The secret contracts -- worth hundreds of millions of dollars -- made [Qwest CEO Joseph] Nacchio optimistic about Qwest's future, even as his staff was warning him the company might not make its numbers, Nacchio's defense attorneys have maintained. . . .

Nacchio planned to demonstrate at trial that he had a meeting on Feb. 27, 2001, at NSA headquarters at Fort Meade, Md., to discuss a $100 million project. According to the documents, another topic also was discussed at that meeting, one with which Nacchio refused to comply.

The topic itself is redacted each time it appears in the hundreds of pages of documents, but there is mention of Nacchio believing the request was both inappropriate and illegal, and repeatedly refusing to go along with it.

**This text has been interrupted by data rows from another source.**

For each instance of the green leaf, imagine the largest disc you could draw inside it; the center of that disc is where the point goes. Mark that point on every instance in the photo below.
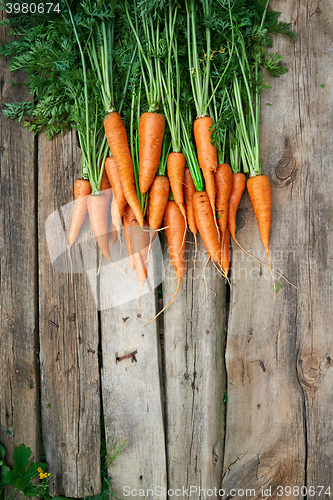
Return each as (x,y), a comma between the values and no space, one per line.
(21,484)
(10,478)
(33,469)
(21,458)
(4,471)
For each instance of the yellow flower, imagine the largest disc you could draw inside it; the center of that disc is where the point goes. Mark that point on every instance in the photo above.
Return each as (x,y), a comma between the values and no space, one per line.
(42,474)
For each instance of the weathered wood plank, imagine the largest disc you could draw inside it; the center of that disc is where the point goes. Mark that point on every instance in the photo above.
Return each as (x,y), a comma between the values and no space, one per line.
(19,393)
(311,146)
(68,331)
(287,337)
(132,398)
(195,382)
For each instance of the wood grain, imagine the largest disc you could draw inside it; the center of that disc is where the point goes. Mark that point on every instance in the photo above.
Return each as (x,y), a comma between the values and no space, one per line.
(194,341)
(131,387)
(70,389)
(278,352)
(19,381)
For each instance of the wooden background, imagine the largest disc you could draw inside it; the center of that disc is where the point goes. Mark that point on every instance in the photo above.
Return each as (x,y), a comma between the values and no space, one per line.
(58,366)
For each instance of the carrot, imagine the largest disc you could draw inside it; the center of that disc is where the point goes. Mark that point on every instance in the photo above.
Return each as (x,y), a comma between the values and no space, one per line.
(238,186)
(128,216)
(175,228)
(259,189)
(223,183)
(158,199)
(82,189)
(106,183)
(207,154)
(226,252)
(98,208)
(176,173)
(151,133)
(119,201)
(189,190)
(117,140)
(211,190)
(139,244)
(205,221)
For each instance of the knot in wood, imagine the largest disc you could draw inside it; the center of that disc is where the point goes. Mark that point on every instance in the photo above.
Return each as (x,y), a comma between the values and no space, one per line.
(282,175)
(309,370)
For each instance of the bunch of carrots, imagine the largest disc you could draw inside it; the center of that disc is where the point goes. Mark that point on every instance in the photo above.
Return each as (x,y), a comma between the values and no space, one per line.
(171,129)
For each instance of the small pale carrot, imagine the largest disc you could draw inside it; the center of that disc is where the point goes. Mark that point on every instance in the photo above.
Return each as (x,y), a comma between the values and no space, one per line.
(117,140)
(223,183)
(151,133)
(205,221)
(189,190)
(158,199)
(82,190)
(238,186)
(176,173)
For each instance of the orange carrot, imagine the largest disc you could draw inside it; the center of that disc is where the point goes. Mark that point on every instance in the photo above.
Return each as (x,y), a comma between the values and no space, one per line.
(189,190)
(211,190)
(238,186)
(139,244)
(175,229)
(226,252)
(128,216)
(117,140)
(82,189)
(119,201)
(176,173)
(158,199)
(207,154)
(151,133)
(259,189)
(205,221)
(223,183)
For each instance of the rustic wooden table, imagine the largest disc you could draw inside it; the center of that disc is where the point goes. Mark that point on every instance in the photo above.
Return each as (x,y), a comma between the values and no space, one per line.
(58,352)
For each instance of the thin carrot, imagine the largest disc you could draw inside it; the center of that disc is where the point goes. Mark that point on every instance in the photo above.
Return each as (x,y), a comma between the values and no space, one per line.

The NSA contract was awarded in July 2001 to companies other than Qwest.

USA Today reported in May 2006 that Qwest, unlike AT&T and Verizon, balked at helping the NSA track phone calling patterns that may have indicated terrorist organizational activities. Nacchio's attorney, Herbert Stern, confirmed that Nacchio refused to turn over customer telephone records because he didn't think the NSA program had legal standing.

In the documents, Nacchio also asserts Qwest was in line to build a $2 billion private government network called GovNet and do other government business, including a network between the U.S. and South America.

To which Glenn adds:

The vast bulk of America's surveillance state and intelligence activities (budgeted at roughly $70 billion each year) are now outsourced to and performed by these private corporations. The precise financial dynamic which Sen. Brownback is impotently protesting in China -- that corporations are highly incentivized to assent to and enable all government spying lest they lose extremely lucrative government contracts (and, conversely, that they're eager to cooperate with the Government in order to receive more contracts and become further integrated in government activities) -- is exactly the dynamic that drives America's surveillance state.


Indeed, it was that very substantial profit motive -- as the Rocky Mountain News article above illustrates -- that led American telecoms in the U.S. not just to acquiesce to, but eagerly embrace, the Bush administration's desire to spy illegally on their customers' telephone and email communications. Those who agreed to help the Government break the law received far more of the billions and billions of dollars of government surveillance and defense contracts, while Qwest -- by refusing the Bush administration's requests for illegal spying -- was punished by being frozen out of this private-public consortium.

More inanely still, Sen. Brownback is specifically outraged by the intrusive spying activities in which the Chinese Government plans to engage with regard to the telephone and email communications of foreign visitors...That's the same Sen. Sam Brownback who voted last year to enact the Protect America Act, which "allow[ed] for massive, untargeted collection of international communications without court order or meaningful oversight by either Congress or the courts. It contain[ed] virtually no protections for the U.S. end of the phone call or email, leaving decisions about the collection, mining and use of Americans' private communications up to this administration." And it's the same Sen. Brownback who also voted for this year's FISA Amendments Act, which empowers the U.S. Government to tap directly into the U.S. telecommunications systems in order to monitor international emails and telephone calls with no individual warrant required.

I know there are plenty on the right who would argue that this is different because they are Communist China (i.e. evil) and we are the United States of America (i.e. good), but if that's not moral and legal relativism, what is?